A blend of lavender, rosemary, and peppermint is really refreshing and lasts nicely in CP.
My favorit blend is bergamot and fir needle with a touch of patchouli.


----------



## HowieRoll (Jun 28, 2017)

I'm out of town at the moment and don't have access to my notes, but a popular blend among my friends and family involves lemongrass, peppermint, and spearmint.  If I recall correctly (and it's possible I am mis-remembering), it's 50% lemongrass, 25% peppermint, and 25% spearmint (but 50% lemongrass and 50% peppermint would work, too).  It's simple, refreshing, and the lemongrass and mints are both "loud" scents so neither one seems to cancel the other out - they both just fight for top billing in the nose.

As for the lavender/mint blend, I agree with dibbles to go easy on the mint or you will have a MINT soap with a teeeeeny-tiny backdrop of lavender.  Without my notes I can't remember what proportion of each I use, but dibbles suggestion of 4 parts lavender (80%) and 1 part mint (20%) sounds like about what I may have done.


----------



## Zany_in_CO (Jun 29, 2017)

SgtSluggo said:


> I don't have any fragrances at all and plan on making mostly fragrance free soap for my family but would like to have a basic clean smelling fragrance...



MMS (Majestic Mountain Sage) in Utah:  www.thesage.com
Use their fragrance calculator to determine use rate for EOs & FOs too. 
These are some I would consider clean, gender neutral, and classic favorites.

Coconut Lime Verbena
Juniper Breeze
Lemon Verbena
Sap Moss
Tahitian Vanilla


----------



## fuzz-juzz (Jun 29, 2017)

OHM by BB smells like play dough. 
Same with WSP version.
BB has some lovely FOs but I personally think OHM isn't one of them. :silent:
But I have super-taster tendencies and like someone mentioned above, sense of smell is such an individual thing.
Am a yet to find honey or oatmeal soap that doesn't smell like play dough.

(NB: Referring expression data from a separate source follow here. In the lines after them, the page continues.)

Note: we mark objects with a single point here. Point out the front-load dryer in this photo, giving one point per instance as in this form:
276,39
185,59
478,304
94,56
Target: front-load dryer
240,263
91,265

I haven't tried many new BB FOs in the past few years but I gave them a go again and found few really nice ones.
Green fig and Grapefruit Bellini both have such a really nice refreshing scent and last well in CP.
Kumquat is one of my old favorites.
Although Kumquat and Energy are quite similar (at least to me lol) I just can't stand Energy. It is loved by so many, but to me it's this nauseating, chemical smelling stuff. I hated it so much that I had to throw a whole batch of soap into the rubbish, I just couldn't stand it in my curing room. 

And from NG, I really like Clean (type), fresh, crisp cotton-y scent, Alien, a bit weird, but fresh and long lasting, lovely after a long cure.

As for the plain scent, I like vanilla, just plain vanilla, I tried many versions, they are all similar. it can be mixed with anything and fix some FOs that are bit meh (but not BB Energy though lol).

And always test, with new FOs, there's nothing worse than ending up with a 1kg batch soap smelling like something you don't like.


----------



## dixiedragon (Jun 29, 2017)

The Sage has an Amazing Dozen - free shipping one 1 dozen 1 oz bottles. It can be anything in a 1 oz bottle - FOs, EOs, flavors, etc. That would be a good way to try stuff.

Energy from BB is another example - it's very very popular but I actually dislike it a lot. Like weird gross off-brand Tang.


----------



## earlene (Jun 29, 2017)

BrewerGeorge said:


> What about BB's Energy?  I've never tried it, but I've heard a lot of good things.



I find Energy to be rather overpowering and quite strong.  It actually gives me headaches, it is so strong.


----------



## DeeAnna (Jun 29, 2017)

Lavender EO is always a good basic scent and many people like it. It lends itself to blending -- For example, add a small amount of mint and you've got a sweet minty scent. Add a moderate amount of rosemary and you get a clean, sweet herbaceous fragrance. 

Just a caution -- If you use lavender EO, buy only as much as you will use in a reasonable amount of time and store it in the fridge. Lavender EO is prone to oxidizing as it ages. The oxidized EO can cause overall rancidity to develop in soap. I don't mean this to deter anyone from using lavender EO -- it's a relatively safe EO with many benefits, and it's one of my favorites.


----------



## anjouwu (Jul 2, 2017)

BrewerGeorge said:


> What about BB's Energy?  I've never tried it, but I've heard a lot of good things.





It's controversial. You're right that it has fans, but I'm in the group of people who are old enough to remember Tang and that's what I think my Energy-scented cured bars smell like.


----------



## Cindy2428 (Jul 3, 2017)

Another EO for a lighter scent would be lemongrass - relatively inexpensive and clean. Someone mentioned Satsuma Orange from Nurture Soap; also very nice; does not turn into cleaning chemical smell. Another clean one is Avobath; a good unisex citrus scent.


----------



## Kamahido (Jul 3, 2017)

I like Apricot Freesia from Brambleberry myself.


----------